Blogger opinion: more concerning than cost is the recent research regarding increased mortality rates with the use of ESAs

"The use of erythropoiesis-stimulating agents to reduce the need for blood transfusions and improve quality of life in cancer patients with anemia was found to be economically unattractive by an analysis using the Canadian public health care system."

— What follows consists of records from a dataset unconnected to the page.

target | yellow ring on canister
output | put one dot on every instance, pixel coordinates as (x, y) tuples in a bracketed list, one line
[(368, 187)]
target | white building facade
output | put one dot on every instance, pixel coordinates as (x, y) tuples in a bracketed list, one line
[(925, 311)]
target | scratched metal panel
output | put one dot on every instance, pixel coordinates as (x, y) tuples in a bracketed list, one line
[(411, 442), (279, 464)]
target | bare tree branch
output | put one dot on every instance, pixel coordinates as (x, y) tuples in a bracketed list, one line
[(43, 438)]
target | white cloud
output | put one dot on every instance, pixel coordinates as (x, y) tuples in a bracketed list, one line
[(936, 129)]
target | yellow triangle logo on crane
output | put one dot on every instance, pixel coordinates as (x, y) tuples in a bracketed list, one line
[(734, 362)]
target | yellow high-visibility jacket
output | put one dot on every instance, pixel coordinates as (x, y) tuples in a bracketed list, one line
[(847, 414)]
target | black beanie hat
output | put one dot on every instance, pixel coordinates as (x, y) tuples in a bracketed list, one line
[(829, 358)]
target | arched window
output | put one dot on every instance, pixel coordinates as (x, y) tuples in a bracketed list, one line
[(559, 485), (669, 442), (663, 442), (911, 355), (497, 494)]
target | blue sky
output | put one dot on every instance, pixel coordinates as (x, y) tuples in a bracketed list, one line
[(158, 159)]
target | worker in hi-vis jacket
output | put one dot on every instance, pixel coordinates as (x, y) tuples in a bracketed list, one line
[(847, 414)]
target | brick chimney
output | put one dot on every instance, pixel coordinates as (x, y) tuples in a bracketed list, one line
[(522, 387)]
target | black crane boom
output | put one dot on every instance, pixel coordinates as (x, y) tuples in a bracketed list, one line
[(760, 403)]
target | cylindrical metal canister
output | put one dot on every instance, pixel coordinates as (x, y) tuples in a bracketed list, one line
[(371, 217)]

Previous work has shown that erythropoiesis-stimulating agents (ESAs) are preferred by patients compared with transfusion and can improve short-term disease-specific quality of life in patients with cancer, but there are concerns over toxicity and cost of the agents. Researchers created a decision analytic model incorporating resource utilization and health outcomes to test the cost-effectiveness of ESA use in patients with anemia related to cancer. Using a model cohort, treatment with epoetin resulted in incremental costs of $8,643 over 15 weeks compared to no ESA use. This gave an incremental cost per quality-of-life-year (QALY) gained of $267,000. Even when a model overemphasizing the potential benefits of ESAs was used, the cost per QALY gained remained greater than $100,000.
Finally, separate analyses were conducted using data from studies that followed the most recent American Society of Hematology/ASCO guidelines for ESA use; these guidelines are more conservative in their recommendations for using ESAs. The results did show lower costs than the base case, but the cost per QALY remained greater than $70,000. In three of 10 models, ESA use had more cost and less benefit than no ESA use.
“ESA use in patients with [anemia related to cancer] does not appear to be economically attractive, even when used in the more conservative fashion recommended by current guidelines,” the researchers wrote. “Available evidence suggests that using ESA to treat anemia related to cancer does not represent a good value for the money.”

link to abstract: 
http://www3.interscience.wiley.com/journal/123359351/abstract?CRETRY=1&SRETRY=0

Saturday, April 17, 2010

Impact of the Cost of Cancer Treatment: An Internet-Based Survey -- Markman et al (U.S.)



Note: ovarian cancer patients were not included in this study
Conclusion: This survey suggests that a substantial proportion of patients and their families experience considerable distress associated with the cost of cancer care delivery. Furthermore, these costs affect the decision of patients with cancer to receive recommended treatment. This is a particularly serious issue for individuals with a modest annual income.

Friday, January 29, 2010

Preventing Future Cancers by Testing Women With Ovarian Cancer for BRCA Mutations -- University of British Columbia/MD Anderson



"BRCA testing of women with ovarian cancer based on personal/family history of cancer or Ashkenazi Jewish ancestry is a cost-effective strategy to prevent future breast and ovarian cancers among FDRs (first degree relatives). More inclusive testing strategies prevent additional cancer cases but at significant cost."